日本初の磁器である伊万里焼は、1610年代に佐賀県有田を中心とする肥前国で創始されたと伝わっています。
磁器は、中国では紀元前から原初的なものがつくられており、後漢時代(25~ 220年)には、既に本格的な磁器が焼かれていました。
日本で中世までつくられていた焼き物は陶器であり、磁器は輸入品に頼っていました。
有田で製作された磁器は、近隣の伊万里港から国内各地に出荷されたため、当初から「伊万里焼」の名で親しまれていました。
通説では、伊万里焼の始まりは、豊臣秀吉の朝鮮出兵(1592~1603年)で出兵していた鍋島直茂が、多くの朝鮮人陶工を連れて帰り、その陶工達が有田の泉山で磁器の原料となる陶石を発見し、窯を築いて磁器焼成に成功したとなっています。
草創期の伊万里焼は、唐津焼系の灰釉陶器を製作する窯で、陶器と磁器を併焼されたと伝わっており、当時の古窯としては、西有田町の原明窯、有田町の天神森窯などが知られています。
草創期には、陶器と磁器が併焼されていた伊万里焼が、本格的に磁器中心の生産体制となったのは、寛永14(1637年)以降です。「山本神右衛門重澄年譜」によると、伊万里焼の有田が磁器の窯場として急速に発展したのは、佐賀鍋島藩による「窯場の整理・統合政策」が施行されたことによるとされています。
陶器業者が、窯焚きに使う薪材確保のために山林が切り荒らされるようになったことから、鍋島藩は、木の乱伐防止を目的とし、日本人陶工826人を陶磁器生産から追放して、朝鮮人陶工を中心に有田の窯場を13か所に整理・統合しました。
この政策を転機として、有田で唐津系灰釉陶器がつくられることはなくなり、磁器中心の生産体制となりました。
伊万里焼の草創期から1630~1640年代頃の染付磁器が、一般的に「初期伊万里」と呼ばれています。
初期伊万里は韓国・李朝系の窯業技術を基礎とし、中国・景徳鎮窯の古染付に用いられた文様や、筆法などが併用され、そこに伊万里焼の陶工たちの創意が加えられた美的特質を有しています。
また、初期の染付を代表する図柄のひとつに「吹き墨のウサギ」と呼ばれる、型紙を置いてその上から青を吹きかけるという素朴な吹墨技法がありますが、こうした初期伊万里の染付作品は現存する数が少ないため、愛好家の間で特に珍重されています。
1940~1950年代になると、伊万里焼の生産量は急激に増大します。
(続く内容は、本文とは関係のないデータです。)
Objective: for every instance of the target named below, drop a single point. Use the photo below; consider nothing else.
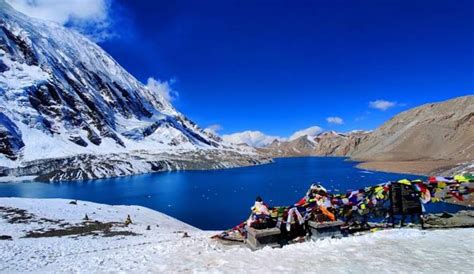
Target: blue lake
(217, 199)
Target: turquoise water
(216, 199)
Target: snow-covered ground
(164, 248)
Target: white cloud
(213, 128)
(382, 104)
(311, 132)
(335, 120)
(251, 138)
(162, 88)
(90, 17)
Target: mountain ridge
(431, 138)
(62, 96)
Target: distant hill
(325, 144)
(439, 134)
(430, 138)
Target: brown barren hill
(431, 138)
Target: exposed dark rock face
(10, 138)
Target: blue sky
(281, 66)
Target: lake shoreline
(156, 242)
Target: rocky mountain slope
(436, 137)
(325, 144)
(433, 138)
(64, 99)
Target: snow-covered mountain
(61, 95)
(329, 143)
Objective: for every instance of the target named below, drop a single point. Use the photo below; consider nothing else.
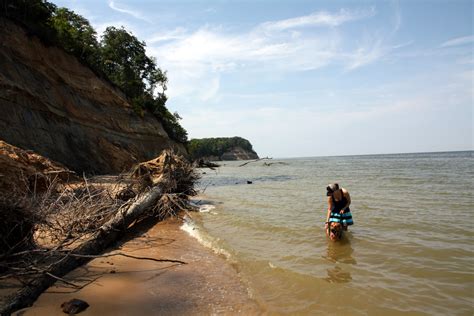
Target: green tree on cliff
(125, 62)
(206, 147)
(76, 35)
(119, 56)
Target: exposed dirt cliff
(52, 104)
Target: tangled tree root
(58, 230)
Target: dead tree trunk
(104, 237)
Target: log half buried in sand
(108, 233)
(174, 176)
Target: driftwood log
(104, 237)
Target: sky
(310, 78)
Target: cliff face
(238, 153)
(52, 104)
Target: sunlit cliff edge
(54, 105)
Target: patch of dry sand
(207, 284)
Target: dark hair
(331, 188)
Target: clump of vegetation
(216, 147)
(119, 56)
(47, 234)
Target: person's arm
(329, 212)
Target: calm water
(410, 251)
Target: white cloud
(177, 33)
(458, 41)
(321, 18)
(136, 14)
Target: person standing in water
(339, 200)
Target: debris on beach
(49, 232)
(74, 306)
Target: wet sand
(118, 285)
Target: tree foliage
(206, 147)
(119, 55)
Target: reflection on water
(279, 218)
(340, 253)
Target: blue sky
(311, 78)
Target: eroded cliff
(54, 105)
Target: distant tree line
(118, 57)
(206, 147)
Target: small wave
(207, 241)
(206, 208)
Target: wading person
(338, 209)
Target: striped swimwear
(345, 218)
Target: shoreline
(117, 285)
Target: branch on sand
(162, 187)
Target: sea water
(410, 250)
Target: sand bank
(207, 284)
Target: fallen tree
(160, 188)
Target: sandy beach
(117, 285)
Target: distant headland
(221, 148)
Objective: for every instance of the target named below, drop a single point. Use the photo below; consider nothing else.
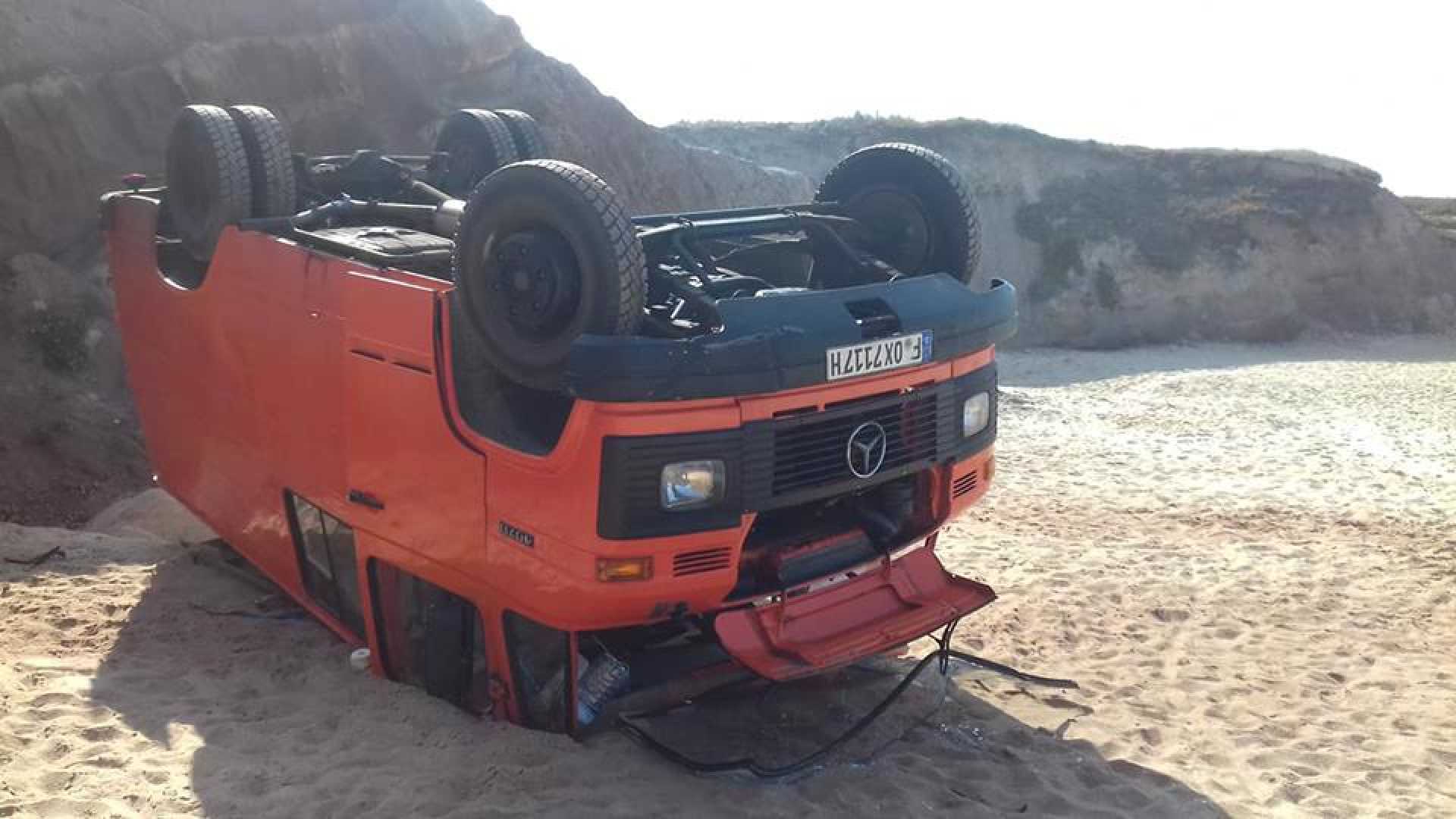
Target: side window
(327, 560)
(430, 637)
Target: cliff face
(88, 93)
(1119, 245)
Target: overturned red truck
(535, 452)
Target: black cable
(943, 654)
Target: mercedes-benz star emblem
(865, 449)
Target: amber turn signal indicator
(618, 569)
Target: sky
(1370, 82)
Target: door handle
(366, 499)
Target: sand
(1245, 557)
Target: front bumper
(778, 343)
(889, 605)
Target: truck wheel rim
(536, 281)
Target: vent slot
(702, 561)
(965, 484)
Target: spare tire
(913, 207)
(476, 142)
(545, 254)
(209, 184)
(525, 131)
(270, 161)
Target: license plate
(878, 356)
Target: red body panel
(291, 371)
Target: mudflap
(819, 630)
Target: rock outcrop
(1122, 245)
(88, 93)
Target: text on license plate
(878, 354)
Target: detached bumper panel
(874, 613)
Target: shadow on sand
(284, 727)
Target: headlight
(976, 413)
(692, 484)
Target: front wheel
(913, 209)
(545, 254)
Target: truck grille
(797, 458)
(808, 455)
(805, 457)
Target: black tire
(915, 207)
(270, 161)
(564, 261)
(478, 142)
(525, 131)
(209, 186)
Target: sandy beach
(1242, 554)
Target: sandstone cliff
(88, 91)
(1120, 245)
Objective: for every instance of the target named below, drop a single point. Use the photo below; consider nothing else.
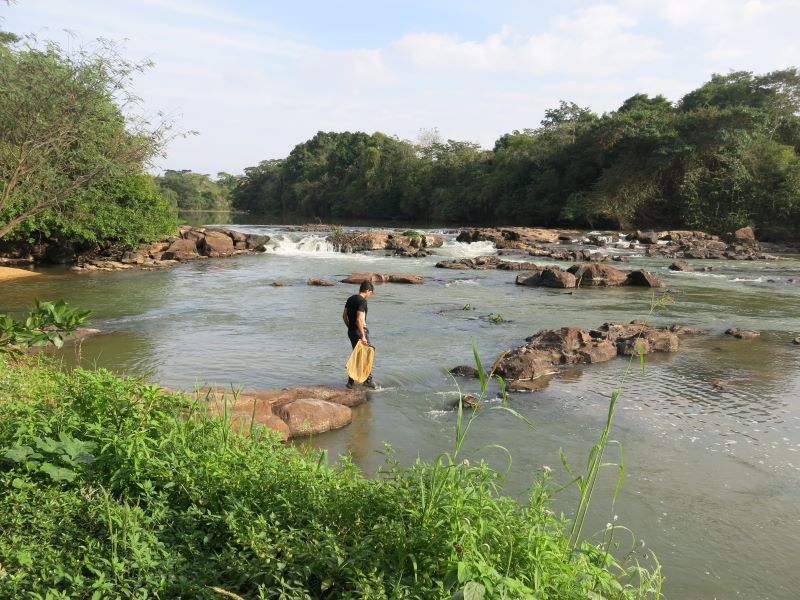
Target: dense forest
(724, 156)
(74, 166)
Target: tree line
(74, 160)
(726, 155)
(75, 154)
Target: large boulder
(309, 416)
(549, 277)
(742, 334)
(743, 237)
(680, 265)
(367, 276)
(477, 263)
(648, 237)
(406, 278)
(550, 350)
(181, 249)
(359, 241)
(594, 275)
(506, 265)
(257, 242)
(216, 244)
(60, 253)
(643, 278)
(520, 238)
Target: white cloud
(599, 39)
(254, 88)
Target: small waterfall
(307, 245)
(452, 249)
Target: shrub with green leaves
(110, 487)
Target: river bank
(705, 429)
(140, 488)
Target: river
(711, 434)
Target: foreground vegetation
(113, 488)
(724, 156)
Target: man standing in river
(355, 317)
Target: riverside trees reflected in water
(711, 432)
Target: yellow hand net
(359, 365)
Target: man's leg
(353, 341)
(369, 382)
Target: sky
(255, 78)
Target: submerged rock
(292, 412)
(309, 416)
(593, 274)
(742, 334)
(464, 371)
(643, 278)
(680, 265)
(406, 278)
(366, 276)
(549, 277)
(550, 350)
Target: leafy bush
(124, 211)
(48, 323)
(148, 496)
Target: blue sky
(256, 78)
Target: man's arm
(362, 326)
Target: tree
(67, 123)
(194, 191)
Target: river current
(711, 434)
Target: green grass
(110, 487)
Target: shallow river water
(711, 434)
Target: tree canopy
(188, 190)
(68, 130)
(724, 156)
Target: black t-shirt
(354, 304)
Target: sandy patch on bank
(11, 273)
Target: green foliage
(194, 191)
(147, 496)
(62, 131)
(124, 211)
(47, 323)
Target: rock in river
(549, 350)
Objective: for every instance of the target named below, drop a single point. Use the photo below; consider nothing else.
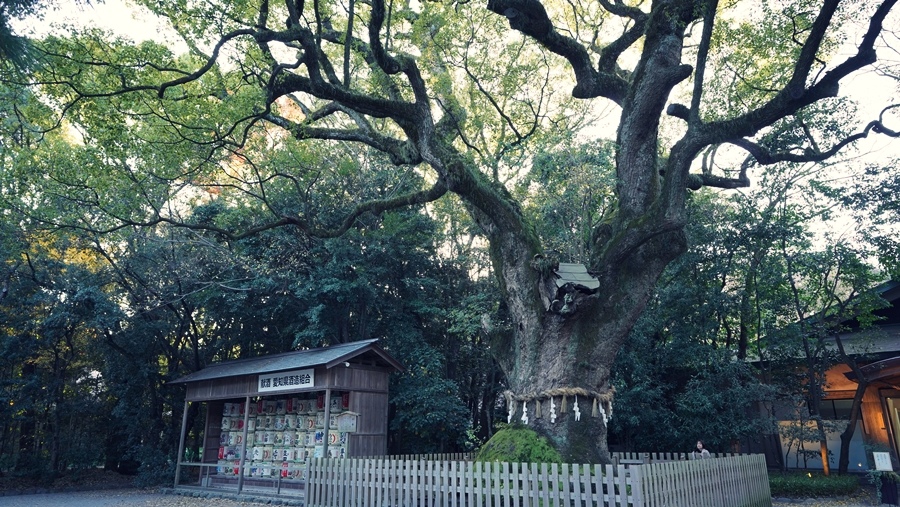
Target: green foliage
(518, 444)
(815, 485)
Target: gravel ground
(120, 498)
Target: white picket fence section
(740, 481)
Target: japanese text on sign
(286, 380)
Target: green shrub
(812, 484)
(518, 444)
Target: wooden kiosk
(266, 417)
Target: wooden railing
(388, 482)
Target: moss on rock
(518, 444)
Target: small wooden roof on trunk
(362, 352)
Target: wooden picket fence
(386, 482)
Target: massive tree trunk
(553, 353)
(557, 358)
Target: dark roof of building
(575, 274)
(366, 351)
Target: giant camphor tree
(445, 90)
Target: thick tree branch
(530, 18)
(795, 95)
(766, 157)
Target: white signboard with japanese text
(286, 380)
(882, 461)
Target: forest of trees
(290, 179)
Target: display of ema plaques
(282, 433)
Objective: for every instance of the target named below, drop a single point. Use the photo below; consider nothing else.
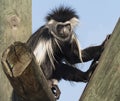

この頃の伊万里焼は、初期の李朝系の意匠や技術から脱却し、新たに中国の意匠・技術を導入するようになります。
初期伊万里は釉薬がたっぷりとのせられ、厚ぼったいのが特徴でしたが、この頃の伊万里焼は、中国磁器技術の影響により、薄くてシャープな造形力と鮮やかな上絵付の技法が取り入れられた洗練されたものとなっていきました。
1650~1670年代の伊万里焼には「染付竹虎文大皿」にみられるように、躍動感に富んだ作風が好まれました。続く1670~1690年代の伊万里焼は、完成期を迎えます。その代表作といわれる「染付粟鶉文蓋物」は、伊万里焼が生み出した染付磁器の頂点というべき作品といわれています。